The temperature gradient is not much higher in Saudi Arabia than in many southern regions of Spain, where the high-speed railway lines had been built following a similar methodology to the one included in the bid for the Haramain High Speed Railway.
In the summer months, Seville, Jaén, Córdoba, Ronda, Los Monegros and Albacete reach peak temperatures similar to those on the Arabian Peninsula, and sometimes even higher. However, one important consideration made the Saudi project more difficult: the extreme thermal fluctuations, with maximum annual temperatures higher than fifty degrees and minimums close to or even lower than ten degrees, which posed a technical and human challenge.
Most of the technical studies were aimed at avoiding the potential effects of sand on the infrastructure, the tracks, the systems and the rolling stock. The risks of the platform being invaded with dune advancement were high, in addition to the contamination of the track superstructure and the rolling stock with the sand and dust carried in the wind.

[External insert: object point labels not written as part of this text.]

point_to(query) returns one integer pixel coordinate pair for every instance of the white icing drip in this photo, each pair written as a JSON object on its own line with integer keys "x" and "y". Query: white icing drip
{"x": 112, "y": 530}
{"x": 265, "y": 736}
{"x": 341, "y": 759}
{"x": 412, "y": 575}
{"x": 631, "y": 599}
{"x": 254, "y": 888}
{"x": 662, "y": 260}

From the start, the entire route was monitored to detect the zones where the most sand accumulated. Furthermore, the possible impact of sandstorms, which reach heights of up to six kilometres, was exhaustively researched.
Division of the construction into ballast and slab tracks
Slab tracks were installed slab tracks on the 30 kilometres that were the most exposed to this phenomenon, in addition to implementing complementary solutions as well. The construction of slab tracks is essentially designed to make maintenance and cleaning easier. The maintenance includes special devices to collect sand, when needed.
Other studies performed by CEDEX which analysed the behaviour of the ballast when it is contaminated by desert sand in different degrees of silting demonstrated that the elastic behaviour of ballast tracks silted with sand was higher than that of unsilted ballast tracks.
Installation of one-metre prefabricated concrete retaining walls along eighty kilometres
An empirical study complementary to a theoretical study on the behaviour of sand analysed the accumulation of sand on the platform to determine the best sites to install the walls along the route. By building these prefabricated concrete walls, the sand which was not held back by the fence is kept at bay, as the last physical barrier against it.
On the most conflictive stretches with the highest sand accumulation, ditches were dug, sand traps that were covered with rubble to prevent the dunes from reaching the platform. The client had these sand traps built in the previous phase. This measure is also designed to facilitate track maintenance.
Installation of a sand blowing system
Front blowers were installed on the trains to eliminate the sand deposited on the tracks.